Tuesday, I truly became immersed in Autumn, thanks to one of our most famous and beloved Hainesites, Charlie Anway.

I’d driven Aly and my brother and sister-in-law to town for Aly’s weekly volunteer session at the Sheldon Museum. I had no particular errands in town until Michelle called to tell me that she’d heard a “listener personal” on the radio saying that locals were now welcome to pick apples from the Charlie Anway tree in the museum’s front yard. I headed right over.

This is the tree we’ve been gleaning windfalls from already. The remaining apples have ripened enough that they need to be harvested or lost. I borrowed the museum gear, an extension ladder and a picking pole—a long handle with a wire basket at the end, with hooks on one side of the rim. I loved this tool, which I’d never encountered before, but the apples were so ripe it made for exciting picking. For every apple I gathered, two or more would fall, usually pelting me on the way down.

Before long, as I worked, I’d gathered an audience of international tourists off the cruise ship. I answered their questions as well as I could, and encouraged them to sample the apples, either ones I picked for them, or the windfalls. I told them what I could about Anway, and urged them to go into the museum to learn more about him (okay, I was being a bit mercenary, trying to use apples to encourage museum patronage. So sue me). They took photos and video of me. One woman, from San Francisco, had never seen a yellow transparent apple before. She said she thought I was picking lemons, at first! Another woman told me she was visiting from Iran. I welcomed her heartily, and when she left, she said she hoped that I would come visit her country soon.
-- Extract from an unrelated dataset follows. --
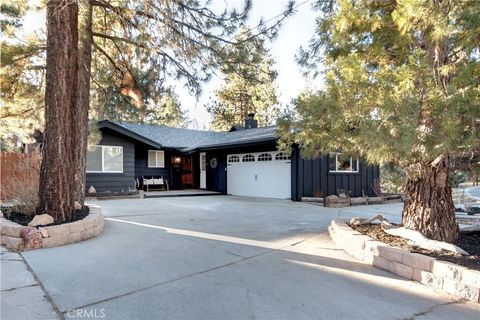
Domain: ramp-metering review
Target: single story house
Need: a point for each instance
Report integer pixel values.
(244, 161)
The best part about it, though, was smelling the sun warmed apples and working among the boughs of the apple tree. Although I was born in Alaska, my earliest memories come from our family’s time in Tieton, Washington, a tiny fruit growing community on the bluffs above the Yakima valley. The aroma of ripening apples in the sun-drenched autumns there is powerfully evocative for me. Standing on a ladder in Southeast Alaska, on a day much like those I remember so fondly, I felt transported to that time, and said a silent “thank you” to my benefactor, Charlie Anway.